Le Directeur général de la Construction et de l’Habitat, a visité, hier, le site du bâtiment R+3, qui s’est effondré, à Khar Yalla. Amadou Thiam a vu des populations qui se demandent encore comment 7 personnes ont pu périr.
Reportage de Babacar Guèye DIOP
À Khar Yalla, le jour d’après… Les dédales de maisons aux murs tarabiscotés de dessins criants sautent aux yeux dès les premières lueurs du jour post-tragédie. Ici, les habitants ressassent encore le film des évènements tragiques du mardi 30 janvier 2024 qui a vu 7 personnes perdre la vie suite à l’effondrement d’un bâtiment R+3. Postés devant le siège de Walfadjri ou dans les maisons à étages qui surplombent le bâtiment en ruine, ils regardent de loin les rares visiteurs que les éléments de la police acceptent de laisser passer. Ruelles barricadées. Casque de chantiers, gilet vert, Amadou Thiam, Directeur général de la construction et de l’habitat, s’avance à pas lourds avec quelques membres de la délégation, pour se pointer devant l’immeuble en ruine.
Écharpe bleue nouée sur la tête, Khady Samb, visage meurtri par le cours des évènements, lâche : « Quand j’ai vu, hier, les sapeurs-pompiers évacuer les corps, c’était triste ».
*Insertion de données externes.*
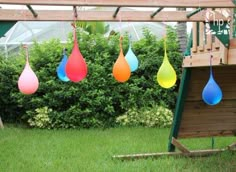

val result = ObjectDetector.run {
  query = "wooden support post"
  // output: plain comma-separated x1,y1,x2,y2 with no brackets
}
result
171,137,190,153
113,7,120,18
213,37,220,49
227,142,236,150
206,34,212,51
0,117,4,129
187,8,205,18
198,22,204,52
150,7,164,18
191,22,197,53
26,5,38,18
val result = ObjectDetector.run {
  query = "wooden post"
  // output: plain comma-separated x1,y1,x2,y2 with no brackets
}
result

Sur les lieux du drame, le bâtiment fissuré à l’image d’une maison subissant les assauts de l’érosion marine, est amputé d’une partie par les bulldozers déployés pour la circonstance. Il est ceinturé par un mur épais de briques en ciment qui s’effritent par endroits. Si une partie du bâtiment R+3 tient encore, les gravats sont entassés à ses côtés et les riverains, bouche bée, observent de loin, avec inquiétude la surveillance policière. « Des bâtiments qui menacent de s’effondrer, il y en a beaucoup à Khar Yalla », déplore Moussa Sène, ses deux mains sur le dos.
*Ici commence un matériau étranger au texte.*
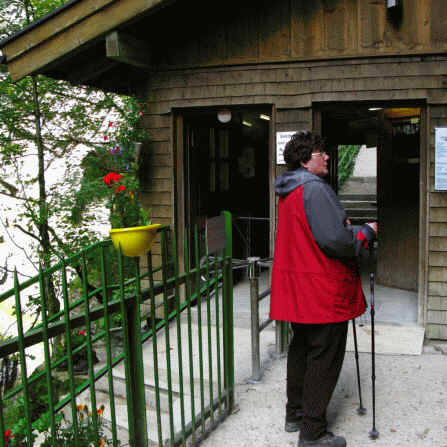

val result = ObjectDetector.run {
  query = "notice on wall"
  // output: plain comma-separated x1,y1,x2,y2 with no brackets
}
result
435,128,447,191
276,131,297,165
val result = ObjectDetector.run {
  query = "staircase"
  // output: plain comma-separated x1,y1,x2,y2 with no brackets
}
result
72,272,275,446
338,193,377,226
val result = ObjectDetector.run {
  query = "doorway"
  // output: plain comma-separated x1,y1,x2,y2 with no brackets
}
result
181,107,271,264
320,103,423,325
Ce quartier de la commune de Grand Yoff porte le deuil. Ce mercredi s’est levé, comme le mardi s’est couché, avec un air dévastateur qui touche tout le monde. Il y a le sentiment de chagrin qui ronge les cœurs, ce parfum de mort, cette mélancolie d’avoir perdu subitement des êtres chers. « C’était de bonnes personnes. Des locataires qui n’avaient de problèmes avec personne », témoigne Aïssatou Sarr, la mort dans l’âme. La vendeuse de légumes, dont l’étal est à moins de 100 mètres des lieux du drame, est déboussolée, transfigurée. « C’est dur », dit-elle, presque bredouillant, des trémolos dans la voix. Tout autour, des lacis de ruelles qui s’étirent, se dilatent, gonflent et menacent d’exploser sous la poussée inexorable d’une populace pléthorique grouillante et laborieuse. Les tas d’immondices miasmatiques jonchent un sol qui a vu une maison lâcher prise à cause de la bêtise humaine.
Les raisons de l’effondrement
Après des dizaines de minutes à inspecter le bâtiment, le Directeur général de la Construction et de l’Habitat, un brin sonné, revient sur les causes du drame. « Le propriétaire ayant identifié que le bâtiment présentait un certain nombre de fissures, donc il n’était plus sûr, a décidé de faire des renforcements de la structure. Malheureusement, les personnes qu’il a prises ont entamé les travaux par les fondations en se disant qu’en mettant des étais, des bouts de fer, ils pourraient tenir tout le bâtiment, pendant qu’ils coupaient les fondations. Malheureusement, le bâtiment a basculé du côté où ils avaient coupé les fondations », explique-t-il.
Dans son récit, qui ferait pleurer des émotifs, M. Thiam précise que ces travaux ont été réalisés par des ouvriers non qualifiés. « L’exercice de réhabilitation d’un bâtiment est très complexe. Des calculs doivent être faits par des ingénieurs. Le fait de ne pas avoir eu recours à des spécialistes nous coûte malheureusement des vies », déplore-t-il d’un ton gonflé d’amertume.
Le Directeur général de la Construction et de l’Habitat conseille ainsi aux propriétaires de se rapprocher des architectes, des ingénieurs. « De la même manière, quand on tombe malade, on va voir le médecin à l’hôpital, c’est la même rigueur qui devrait nous animer loarsque nous construisons », invite-t-il, présentant ses condoléances aux familles des victimes. M. Thiam promet, cependant, que la justice fera son travail dans ce dossier. « L’État va être davantage sévère envers toutes ces personnes qui mettent la vie des autres en danger », conclut-il, tout en faisant savoir qu’il y a, au Sénégal, 1.200 bâtiments à démolir.